La tecnica del tennis. La tecnica è dunque la parte ultima dell’azione motoria che a sua volta è subordinata ai processi mentali e senso percettivi.
L’azione tecnica nel tennis è deputata a risolvere problemi di gioco evolvendosi e adattandosi continuamente alle situazioni ambientali, attraverso le caratteristiche e le specificità individuali. Esistono quindi diverse azioni di gioco (di attacco, di difesa, ecc.) supportate da un’infinità di movimenti ai quali non è possibile appioppare vincoli biomeccanici precisi per il semplice motivo che per ciascun individuo-tennista esistono soluzioni biomeccaniche infinite.
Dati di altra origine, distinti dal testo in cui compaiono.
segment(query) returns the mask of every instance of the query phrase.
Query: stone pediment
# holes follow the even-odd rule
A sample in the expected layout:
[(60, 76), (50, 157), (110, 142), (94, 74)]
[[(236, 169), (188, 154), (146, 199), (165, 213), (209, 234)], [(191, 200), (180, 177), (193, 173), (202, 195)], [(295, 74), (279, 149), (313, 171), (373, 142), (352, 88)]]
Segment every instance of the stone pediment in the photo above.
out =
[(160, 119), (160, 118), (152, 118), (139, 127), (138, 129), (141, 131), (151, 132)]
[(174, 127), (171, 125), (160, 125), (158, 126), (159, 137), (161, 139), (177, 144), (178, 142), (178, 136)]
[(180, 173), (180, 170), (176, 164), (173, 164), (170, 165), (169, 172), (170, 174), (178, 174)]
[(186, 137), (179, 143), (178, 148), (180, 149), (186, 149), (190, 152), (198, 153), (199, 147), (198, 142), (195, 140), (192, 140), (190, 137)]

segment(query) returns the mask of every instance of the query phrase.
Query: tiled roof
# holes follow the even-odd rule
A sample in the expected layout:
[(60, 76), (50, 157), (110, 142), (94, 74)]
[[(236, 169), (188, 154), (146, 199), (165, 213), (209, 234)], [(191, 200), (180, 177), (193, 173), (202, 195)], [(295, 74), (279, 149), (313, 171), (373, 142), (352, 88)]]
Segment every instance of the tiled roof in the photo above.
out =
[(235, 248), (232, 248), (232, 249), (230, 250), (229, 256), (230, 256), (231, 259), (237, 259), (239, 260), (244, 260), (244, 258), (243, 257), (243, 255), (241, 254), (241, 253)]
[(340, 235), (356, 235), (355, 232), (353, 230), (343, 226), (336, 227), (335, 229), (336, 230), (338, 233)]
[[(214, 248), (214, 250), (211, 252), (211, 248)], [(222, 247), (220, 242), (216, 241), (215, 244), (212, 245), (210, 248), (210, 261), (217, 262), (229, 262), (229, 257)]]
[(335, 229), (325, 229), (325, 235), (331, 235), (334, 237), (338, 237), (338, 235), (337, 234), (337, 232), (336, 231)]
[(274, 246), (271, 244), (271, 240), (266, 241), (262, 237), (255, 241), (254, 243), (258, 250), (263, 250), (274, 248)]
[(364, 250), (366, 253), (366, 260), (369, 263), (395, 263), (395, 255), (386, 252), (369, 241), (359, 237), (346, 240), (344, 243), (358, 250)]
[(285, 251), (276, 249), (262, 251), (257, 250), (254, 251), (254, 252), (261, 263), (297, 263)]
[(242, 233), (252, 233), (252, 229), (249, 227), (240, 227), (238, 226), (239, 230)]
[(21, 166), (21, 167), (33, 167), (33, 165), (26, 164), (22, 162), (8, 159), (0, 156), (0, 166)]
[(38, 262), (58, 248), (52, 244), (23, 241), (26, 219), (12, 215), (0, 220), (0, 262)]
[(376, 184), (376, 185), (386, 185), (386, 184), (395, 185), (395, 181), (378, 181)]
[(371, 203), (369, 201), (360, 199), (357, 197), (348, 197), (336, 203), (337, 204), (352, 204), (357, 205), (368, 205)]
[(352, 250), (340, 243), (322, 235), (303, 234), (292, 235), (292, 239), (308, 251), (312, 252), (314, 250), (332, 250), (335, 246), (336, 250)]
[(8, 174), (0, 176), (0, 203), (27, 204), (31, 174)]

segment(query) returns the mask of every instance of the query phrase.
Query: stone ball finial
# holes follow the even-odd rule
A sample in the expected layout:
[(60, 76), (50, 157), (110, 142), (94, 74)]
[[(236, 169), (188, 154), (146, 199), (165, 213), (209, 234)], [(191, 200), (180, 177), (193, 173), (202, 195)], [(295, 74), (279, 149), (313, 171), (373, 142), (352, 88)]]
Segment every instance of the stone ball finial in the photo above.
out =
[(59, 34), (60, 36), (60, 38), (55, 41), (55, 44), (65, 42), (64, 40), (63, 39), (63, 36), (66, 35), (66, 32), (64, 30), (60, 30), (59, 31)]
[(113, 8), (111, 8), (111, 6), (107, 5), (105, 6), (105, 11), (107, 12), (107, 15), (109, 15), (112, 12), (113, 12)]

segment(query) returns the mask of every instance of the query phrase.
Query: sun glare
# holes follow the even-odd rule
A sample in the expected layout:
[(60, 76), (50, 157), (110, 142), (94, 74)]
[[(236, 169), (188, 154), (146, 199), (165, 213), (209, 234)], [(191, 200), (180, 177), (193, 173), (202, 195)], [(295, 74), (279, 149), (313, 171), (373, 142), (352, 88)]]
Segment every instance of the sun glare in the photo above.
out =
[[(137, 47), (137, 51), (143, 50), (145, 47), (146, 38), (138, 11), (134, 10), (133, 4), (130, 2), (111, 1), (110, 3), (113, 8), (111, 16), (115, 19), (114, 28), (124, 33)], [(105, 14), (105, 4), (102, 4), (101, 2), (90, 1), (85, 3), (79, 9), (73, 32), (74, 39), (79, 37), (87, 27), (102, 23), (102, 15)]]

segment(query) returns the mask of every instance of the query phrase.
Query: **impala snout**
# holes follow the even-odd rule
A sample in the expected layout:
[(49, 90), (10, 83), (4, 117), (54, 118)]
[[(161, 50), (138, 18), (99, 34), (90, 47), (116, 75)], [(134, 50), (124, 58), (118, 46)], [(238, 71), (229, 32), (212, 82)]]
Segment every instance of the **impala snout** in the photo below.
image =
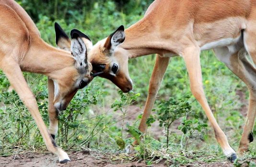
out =
[(123, 88), (119, 87), (123, 93), (128, 93), (132, 90), (132, 84), (131, 81), (128, 81), (129, 83), (127, 85)]
[(67, 105), (65, 105), (65, 104), (62, 102), (57, 102), (55, 104), (54, 104), (54, 107), (58, 111), (66, 110), (66, 109), (67, 109)]

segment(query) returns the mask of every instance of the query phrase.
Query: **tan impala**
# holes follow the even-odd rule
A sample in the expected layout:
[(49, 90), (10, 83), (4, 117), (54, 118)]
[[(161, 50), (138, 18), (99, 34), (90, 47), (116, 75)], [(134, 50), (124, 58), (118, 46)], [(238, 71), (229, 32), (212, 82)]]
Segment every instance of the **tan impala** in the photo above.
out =
[[(47, 149), (58, 157), (60, 163), (66, 162), (70, 160), (68, 154), (54, 140), (58, 130), (58, 112), (65, 110), (77, 90), (98, 74), (91, 73), (92, 65), (87, 62), (85, 43), (90, 43), (90, 39), (73, 30), (70, 42), (56, 24), (57, 42), (60, 47), (69, 42), (72, 54), (49, 45), (40, 38), (27, 13), (12, 0), (0, 0), (0, 69), (30, 112)], [(22, 71), (48, 77), (49, 132)]]
[(256, 71), (245, 57), (256, 63), (256, 0), (156, 0), (141, 20), (125, 31), (121, 26), (99, 42), (89, 53), (93, 70), (104, 71), (123, 91), (132, 88), (128, 59), (158, 54), (139, 129), (145, 132), (170, 58), (183, 58), (190, 88), (205, 112), (223, 153), (236, 158), (208, 104), (203, 88), (201, 51), (213, 49), (216, 56), (244, 82), (250, 92), (249, 106), (238, 153), (247, 151), (256, 112)]

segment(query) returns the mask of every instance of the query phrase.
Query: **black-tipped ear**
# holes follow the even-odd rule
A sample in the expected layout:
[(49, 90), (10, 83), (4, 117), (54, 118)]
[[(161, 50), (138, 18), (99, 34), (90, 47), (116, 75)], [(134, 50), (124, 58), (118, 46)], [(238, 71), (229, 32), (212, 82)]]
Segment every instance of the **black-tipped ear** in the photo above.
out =
[(69, 40), (68, 35), (57, 22), (54, 23), (54, 28), (56, 34), (55, 42), (57, 45), (58, 44), (58, 42), (61, 38), (64, 38), (68, 40)]
[(99, 76), (99, 75), (101, 74), (103, 74), (104, 73), (104, 72), (99, 72), (99, 73), (92, 73), (91, 74), (91, 75), (92, 75), (93, 77), (96, 77), (97, 76)]
[(108, 50), (111, 48), (114, 49), (116, 46), (123, 43), (125, 40), (125, 27), (122, 25), (107, 37), (104, 46)]
[(71, 36), (71, 38), (72, 39), (77, 38), (78, 37), (80, 37), (81, 38), (86, 38), (90, 41), (91, 41), (91, 39), (87, 35), (85, 35), (85, 34), (77, 29), (72, 30), (70, 32), (70, 36)]

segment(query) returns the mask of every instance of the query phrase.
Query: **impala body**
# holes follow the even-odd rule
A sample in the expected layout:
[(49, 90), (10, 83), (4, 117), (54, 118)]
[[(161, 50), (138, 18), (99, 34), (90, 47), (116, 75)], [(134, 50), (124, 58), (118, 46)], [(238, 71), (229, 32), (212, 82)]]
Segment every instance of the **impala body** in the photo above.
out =
[(144, 17), (127, 29), (118, 28), (98, 42), (88, 54), (93, 71), (104, 72), (123, 91), (132, 88), (128, 73), (129, 58), (157, 53), (149, 94), (139, 129), (145, 132), (155, 96), (172, 57), (183, 58), (191, 92), (201, 104), (225, 155), (231, 161), (235, 151), (216, 121), (205, 95), (199, 55), (213, 49), (216, 56), (244, 82), (250, 91), (249, 106), (239, 153), (248, 150), (256, 114), (256, 0), (156, 0)]
[[(71, 45), (70, 50), (50, 46), (40, 38), (27, 13), (12, 0), (0, 0), (0, 69), (30, 112), (47, 149), (58, 156), (60, 163), (70, 160), (54, 141), (58, 127), (58, 112), (65, 110), (78, 90), (96, 75), (91, 74), (92, 65), (87, 61), (85, 43), (90, 43), (90, 39), (73, 30), (70, 41), (56, 24), (57, 44), (64, 49), (65, 45)], [(48, 77), (49, 131), (22, 71), (42, 73)]]

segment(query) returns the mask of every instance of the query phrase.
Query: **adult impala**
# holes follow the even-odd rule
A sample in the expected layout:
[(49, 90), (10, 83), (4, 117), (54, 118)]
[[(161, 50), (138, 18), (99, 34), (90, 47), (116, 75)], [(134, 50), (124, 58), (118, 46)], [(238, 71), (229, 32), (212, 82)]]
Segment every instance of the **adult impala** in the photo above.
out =
[(253, 140), (256, 112), (256, 71), (245, 57), (256, 63), (256, 1), (250, 0), (156, 0), (144, 17), (124, 31), (123, 26), (97, 42), (88, 54), (94, 71), (110, 79), (123, 91), (132, 88), (128, 59), (158, 54), (150, 82), (149, 94), (139, 129), (145, 132), (170, 58), (182, 57), (188, 72), (190, 88), (213, 128), (223, 153), (236, 158), (216, 122), (204, 93), (199, 55), (213, 49), (218, 59), (244, 82), (250, 92), (249, 106), (238, 149), (248, 150)]
[[(58, 130), (56, 108), (65, 110), (77, 90), (97, 74), (91, 74), (92, 65), (87, 61), (85, 43), (90, 43), (90, 39), (73, 30), (70, 42), (56, 24), (57, 42), (59, 46), (70, 42), (71, 53), (49, 45), (40, 38), (27, 13), (14, 0), (0, 0), (0, 69), (30, 112), (47, 149), (58, 155), (60, 163), (66, 162), (70, 160), (69, 156), (54, 140)], [(22, 71), (48, 77), (49, 132)]]

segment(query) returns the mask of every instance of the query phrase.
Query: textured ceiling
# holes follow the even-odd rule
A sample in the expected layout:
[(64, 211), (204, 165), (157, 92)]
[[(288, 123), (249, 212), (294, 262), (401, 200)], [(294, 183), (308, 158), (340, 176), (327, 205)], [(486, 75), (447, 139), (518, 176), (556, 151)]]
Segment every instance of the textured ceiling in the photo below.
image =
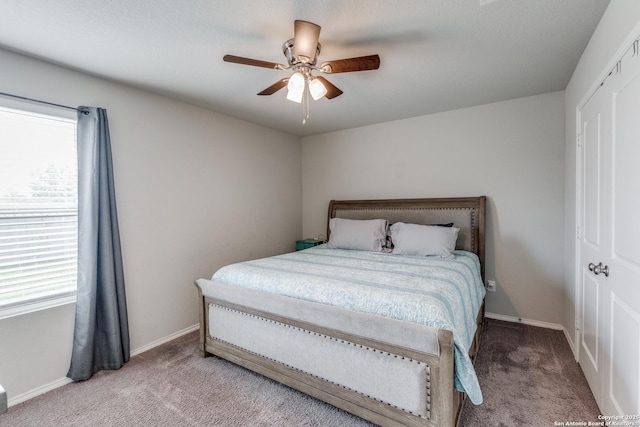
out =
[[(608, 3), (0, 0), (0, 47), (304, 136), (563, 90)], [(322, 27), (319, 63), (381, 59), (325, 75), (344, 94), (304, 125), (286, 90), (256, 95), (287, 72), (222, 61), (286, 63), (295, 19)]]

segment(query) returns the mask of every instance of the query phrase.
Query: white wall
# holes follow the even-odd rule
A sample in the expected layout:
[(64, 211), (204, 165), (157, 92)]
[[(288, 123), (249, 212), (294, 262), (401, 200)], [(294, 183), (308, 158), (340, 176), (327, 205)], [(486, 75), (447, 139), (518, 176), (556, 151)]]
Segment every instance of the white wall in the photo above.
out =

In conclusione, quanto riportato in questo articolo fa molto pensare sui luoghi comuni ricorrenti quanto diffusi che impregnano il mondo del tennis.
Forse il tennis è qualcosa di più del "braccio" e della tecnica, illustrata poi in modo riduzionista e meccanicistico.
Se il grande Niccolò Paganini “non ripete” certamente non lo può fare neanche Roger Federer. Il tennis, a suo modo, è un gioco di ritmo e come la musica possiede un suo spartito con le sue note. Oppure, se preferite, è possibile dire che il tennis dispone di un proprio alfabeto attraverso il quale, a seconda dell’autore, è possibile scrivere una lista della spesa quanto un’opera assoluta come “La Divina Commedia”, dove però è “l’amore che move il sole e l’altre stelle”.